Asbestos Exposure: High-Risk Occupations

For decades, asbestos was a component in thousands of products. These products ranged from consumer cosmetics, to construction materials, to Navy vessels. The reasoning behind its use was simple – asbestos was a cheap and resistant to heat. From protecting workers and sailors from hot water pipes to protective clothing worn by oil refinery workers, asbestos fibers seemed like a miracle.

Unfortunately, the companies knew what the workers did not, that when the products containing asbestos fibers are used as intended they release asbestos dust, and individuals inhale the material. Inhalation could result in serious lung diseases, including asbestosis, mesothelioma and many forms of lung cancer.

While asbestos is now less actively used as a material component, workers are still exposed through existing materials or newly discovered hazards. By examining work-related injury reports from 1999 to 2012, the National Institute for Occupational Safety and Health (NIOSH) has identified several high-risk occupations, including:

  • Construction workers: Whether in a new construction or renovation project, construction workers are typically exposed to asbestos-laden materials such as insulation, roofing materials, tiling and steam pipes.
  • Manufacturing and industrial workers: In addition to many heat-resistant products that were manufactured, industrial plants relied on asbestos materials to protect workers from heat and fire. Machinery such as boilers and generators often contained asbestos.
  • Automotive manufacturers and mechanics: Due to the heat-resistant and fire-prevention properties of asbestos, the material was used in numerous automotive parts including brake pads, brake linings and clutch linings. Workers who were exposed to these materials might develop asbestosis, mesothelioma or other severe lung conditions.
  • Shipyard workers: Ships, including those operated by the United States Navy, relied on asbestos to prevent heat transfer and protect sailors from being burned. Unfortunately, the material itself was deadly. Engine rooms and pipes used throughout the vessel often contained significant amounts of asbestos.
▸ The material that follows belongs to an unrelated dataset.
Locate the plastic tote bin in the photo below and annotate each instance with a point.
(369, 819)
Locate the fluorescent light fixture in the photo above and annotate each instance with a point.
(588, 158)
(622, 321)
In addition, there are numerous other occupations where workers might find themselves at risk based on the consistent handling of hazardous products or materials. These occupations can include:

  • Firefighters
  • Factory workers
  • Teachers and school faculty
  • Oil refinery workers
  • Plumbers
  • Carpenters
  • Building inspectors
  • Engineers

It is not uncommon for lung disease symptoms to occur decades after exposure to asbestos. It is crucial that workers and their loved ones carefully monitor any symptoms such as shortness of breath, pain or a persistent cough. Workers in at-risk occupations should seek the guidance of trusted medical and legal resources to hold negligent employers accountable for the deadly exposure.